Trago, hoje, palavras brancas, palavras com perfume a flores de jardim, palavras vestidas com a inocência possível que a primavera (ainda) evoca.
Trago palavras antigas, daquelas que nos dão colo e nos salvam de todos os pecados. Trago a palavra mãe e a palavra luz, a palavra mar e a palavra sim, a palavra pai e a palavra mão. Trago a doçura das coisas simples, dos rebuçados dos arraiais, dos sorvetes da Barreirinha, das cerejas colhidas nas orelhas, dos risos dos miúdos quando toca para o recreio.
Trago as palavras que trafico, no meio dos desencantos e das inquietações. Tento (e muitas vezes, é só isso: uma tentativa) acender pirilampos nestas noites dos homens que nos foram dadas viver. Tento levar o (pouco) que tenho a quem tem menos do que eu. Tento (e muitas vezes, e só isso: uma tentativa) que as minhas palavras (estas que agora escrevo) acordem o que (ainda) resta da verdade do que somos. Tento (e muitas vezes, e só isso: uma tentativa).
E penso em Maria, a mulher das palavras caladas e do colo pronto. Penso nas pessoas da minha história que me ensinaram que o amor é sempre um lugar possível. Penso nos que amei e que já não estão.

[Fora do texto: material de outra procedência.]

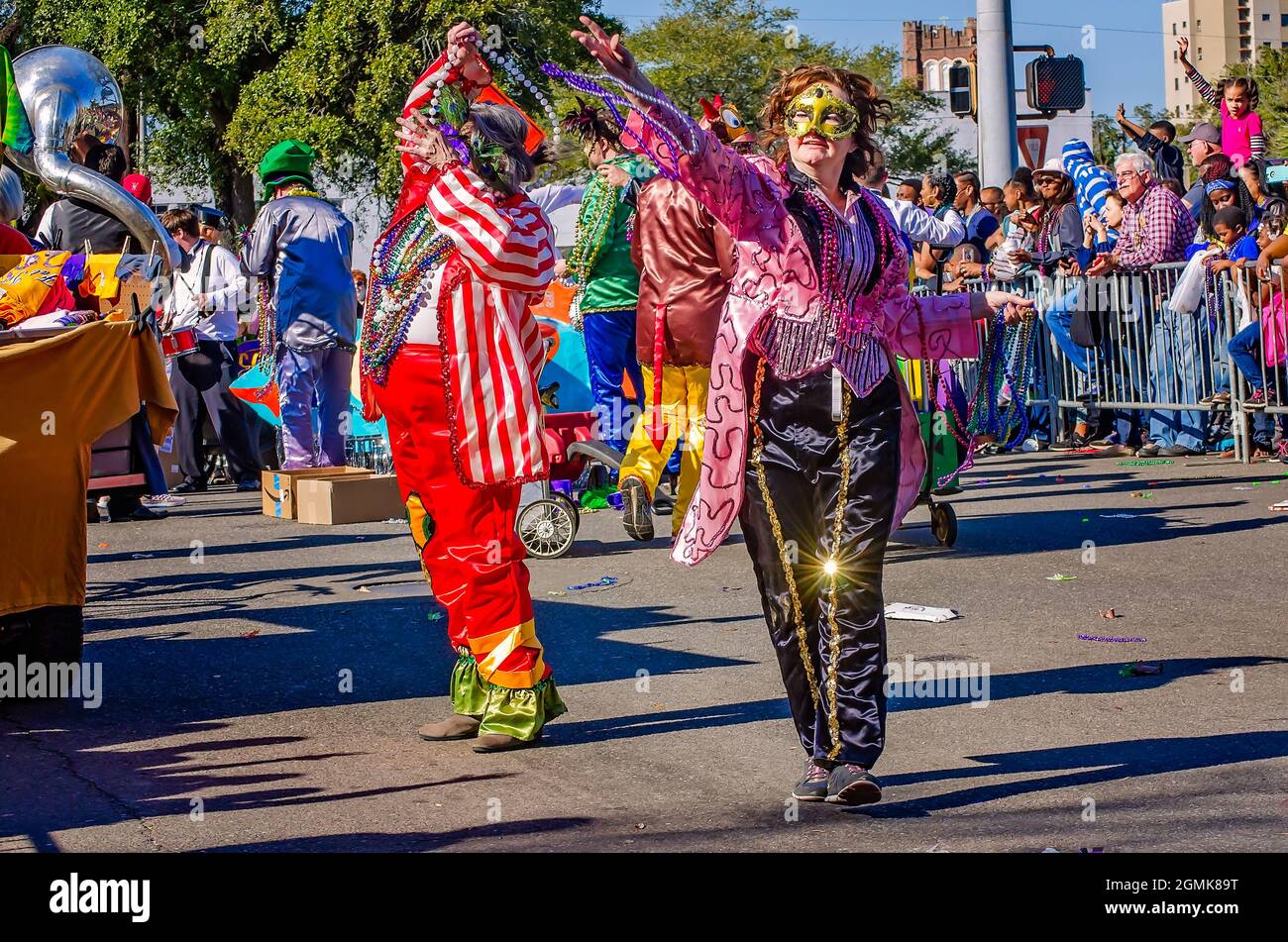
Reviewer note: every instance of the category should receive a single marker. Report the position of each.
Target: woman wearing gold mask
(811, 440)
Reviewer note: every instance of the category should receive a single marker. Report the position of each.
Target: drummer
(204, 297)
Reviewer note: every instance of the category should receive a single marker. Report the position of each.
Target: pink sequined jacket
(776, 274)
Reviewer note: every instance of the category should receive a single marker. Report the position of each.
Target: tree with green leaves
(220, 81)
(738, 50)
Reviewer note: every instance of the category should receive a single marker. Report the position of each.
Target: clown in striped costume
(449, 357)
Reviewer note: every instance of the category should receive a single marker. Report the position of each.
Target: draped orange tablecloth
(56, 396)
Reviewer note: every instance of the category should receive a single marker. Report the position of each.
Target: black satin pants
(829, 632)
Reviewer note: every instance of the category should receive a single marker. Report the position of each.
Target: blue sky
(1126, 64)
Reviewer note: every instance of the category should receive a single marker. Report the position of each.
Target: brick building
(931, 50)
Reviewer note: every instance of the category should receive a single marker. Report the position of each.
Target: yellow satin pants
(684, 409)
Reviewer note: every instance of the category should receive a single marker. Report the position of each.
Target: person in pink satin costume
(811, 440)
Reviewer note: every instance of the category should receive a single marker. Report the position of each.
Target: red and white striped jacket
(503, 262)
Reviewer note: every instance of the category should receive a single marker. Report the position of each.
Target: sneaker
(1256, 401)
(636, 510)
(812, 785)
(851, 784)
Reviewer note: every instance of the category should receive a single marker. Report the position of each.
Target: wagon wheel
(548, 528)
(943, 524)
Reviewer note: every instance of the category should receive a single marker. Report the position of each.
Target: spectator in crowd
(1157, 228)
(213, 224)
(205, 295)
(304, 245)
(1055, 253)
(138, 187)
(913, 223)
(68, 224)
(1060, 229)
(1202, 143)
(360, 286)
(1157, 142)
(1241, 136)
(980, 224)
(910, 190)
(1263, 196)
(1220, 193)
(1260, 351)
(938, 190)
(993, 200)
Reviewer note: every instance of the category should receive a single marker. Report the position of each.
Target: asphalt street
(224, 636)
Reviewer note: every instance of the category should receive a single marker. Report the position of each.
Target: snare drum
(179, 341)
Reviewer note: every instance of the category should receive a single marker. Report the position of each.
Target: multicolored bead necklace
(402, 267)
(617, 104)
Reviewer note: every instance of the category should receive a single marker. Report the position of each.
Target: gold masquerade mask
(818, 110)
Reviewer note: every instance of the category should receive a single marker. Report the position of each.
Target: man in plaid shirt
(1157, 228)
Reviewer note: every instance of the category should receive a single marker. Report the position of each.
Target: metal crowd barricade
(1158, 352)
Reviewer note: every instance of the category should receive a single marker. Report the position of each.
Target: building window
(931, 69)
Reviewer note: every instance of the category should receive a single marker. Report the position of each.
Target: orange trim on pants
(465, 536)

Penso nos que estão e que, apesar de todas as coisas, teimam em aplanar o chão em que caminho. Penso em mim e na minha voz. Penso em si e na sua voz e no tanto que, juntos, podemos fazer para convocar, de novo, as palavras que podem vir a salvar o mundo.
Trago palavras e silêncio. É ele que me permite ouvir o que é preciso para, depois, dizer. É ele que deixa respirar os espaços que ficam depois de se ter dito muitas coisas. É ele que nos dá acesso aos sinais.
Trago palavras e silêncios. E, se às vezes me calo, é porque o que tenho para contar não vale a pena ser contado.
Trago palavras. Brancas. Antigas. Doces. Não tenho mais nada para entregar.